Chapter 3 – That’s too much, Captain! (Part 5)
She intentionally gave the crowd enough time to murmur. After a brief pause, she raised her voice slightly.
“It’s absurd. Not only did you cheat on your fiancée, but now that your mistress is pregnant, you’re trying to make it seem like I’m at fault?”
Even the thick-skinned Galverd faltered under her momentum.
The murmurs around them turned in her favor. Lena turned away without hesitation, as if she had no more business with him.

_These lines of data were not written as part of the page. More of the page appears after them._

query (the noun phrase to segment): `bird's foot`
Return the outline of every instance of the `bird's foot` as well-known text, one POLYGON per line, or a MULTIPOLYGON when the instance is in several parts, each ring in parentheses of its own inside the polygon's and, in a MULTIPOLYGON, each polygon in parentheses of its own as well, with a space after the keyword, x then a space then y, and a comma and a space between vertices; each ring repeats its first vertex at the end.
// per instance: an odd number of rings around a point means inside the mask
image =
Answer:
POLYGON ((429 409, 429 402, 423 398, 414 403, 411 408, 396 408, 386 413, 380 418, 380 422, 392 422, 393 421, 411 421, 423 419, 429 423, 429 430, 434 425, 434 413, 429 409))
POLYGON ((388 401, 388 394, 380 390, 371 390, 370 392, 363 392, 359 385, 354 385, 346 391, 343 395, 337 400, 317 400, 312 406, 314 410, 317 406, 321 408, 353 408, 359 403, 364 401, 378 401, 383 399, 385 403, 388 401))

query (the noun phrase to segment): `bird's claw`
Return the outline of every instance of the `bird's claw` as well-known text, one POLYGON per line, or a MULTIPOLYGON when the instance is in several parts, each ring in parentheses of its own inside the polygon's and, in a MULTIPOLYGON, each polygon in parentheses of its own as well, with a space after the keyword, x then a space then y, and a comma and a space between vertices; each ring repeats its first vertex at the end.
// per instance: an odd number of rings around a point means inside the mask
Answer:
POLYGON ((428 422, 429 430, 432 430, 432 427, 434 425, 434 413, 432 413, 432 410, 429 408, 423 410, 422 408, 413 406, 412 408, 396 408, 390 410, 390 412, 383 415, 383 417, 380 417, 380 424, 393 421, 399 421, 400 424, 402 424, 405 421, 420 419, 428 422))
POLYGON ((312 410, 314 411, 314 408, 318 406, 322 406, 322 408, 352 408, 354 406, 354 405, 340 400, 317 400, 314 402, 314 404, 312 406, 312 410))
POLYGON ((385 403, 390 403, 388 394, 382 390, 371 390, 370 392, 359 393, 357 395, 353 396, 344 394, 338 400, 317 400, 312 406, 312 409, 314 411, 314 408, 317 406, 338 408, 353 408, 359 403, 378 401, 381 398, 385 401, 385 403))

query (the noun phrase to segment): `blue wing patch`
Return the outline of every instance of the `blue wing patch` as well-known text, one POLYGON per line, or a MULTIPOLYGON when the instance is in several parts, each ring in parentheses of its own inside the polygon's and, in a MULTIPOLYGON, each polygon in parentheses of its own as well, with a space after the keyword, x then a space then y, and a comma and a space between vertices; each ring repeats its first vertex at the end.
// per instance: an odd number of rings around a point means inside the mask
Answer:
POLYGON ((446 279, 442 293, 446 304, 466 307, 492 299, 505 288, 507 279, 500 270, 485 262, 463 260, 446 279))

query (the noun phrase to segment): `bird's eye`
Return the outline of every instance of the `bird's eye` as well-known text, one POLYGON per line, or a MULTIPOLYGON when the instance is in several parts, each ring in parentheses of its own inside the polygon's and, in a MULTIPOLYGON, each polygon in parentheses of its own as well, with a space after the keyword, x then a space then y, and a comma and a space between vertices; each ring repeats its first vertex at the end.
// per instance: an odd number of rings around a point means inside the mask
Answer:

Dealing with such a man any longer would only exhaust her.
“The Countess Canabella will handle any further contact, so prepare to sign the annulment papers.”
“W-wait, Miss Leshuriel. Miss Leshuriel!”
Lena decisively cut him off and left the shop with Livri.
She pretended to be calm and apologized to the owner for causing a commotion.
Lena walked aimlessly until the shop was out of sight, then her legs gave way, and she collapsed around the corner.
“Lena! Are you okay?”
“Ha, thank you, Livri.”
“That scoundrel! I’ll tell my mother to annul the engagement immediately!”
Livri was furious as if it were her own matter. Lena gave her a faint smile, then finally lowered her head.
“Yes…”
“I didn’t know he was such a scoundrel! I’m so angry that my father funded his business! We must get the money back, Lena!”
“Ah, yes…”
“So, what should we do first? I really want him to regret this… What do you think, Lena?”
At times like this, she should join in cursing her fiancé, but all that came up were tears.
If she cried like a child here, Livri would blame herself for everything.
Lena forced herself to speak.
“Oh, I think we should think about that later… I need to get some documents I left in the office. Go home first!”
“Lena! What documents? You said you were taking a week off, Lena!”
Ignoring Livri’s desperate calls, she ran.
‘Ah, what do I do…’
Tears welled up and poured down like a broken dam. Her running left sporadic wet marks on the sandy ground.
***
“Hic, what do I huff, do!”
She came to the captain’s lounge, desperate for a drink.
She intended to drink just one bottle and forget about that scoundrel from tomorrow. But as the alcohol went in, her anger and sadness only grew like a snowball instead of being forgotten.
She repeatedly shouted alone and gulped down the bottle.
By the time the third bottle rolled on the once neat lounge floor, purple liquid leaked from the rolling bottle and soaked the floor.
“What do I… Ugh!”
She needed to clean the dirty floor, but her stomach, which had reached its limit, couldn’t hold out any longer and turned upside down.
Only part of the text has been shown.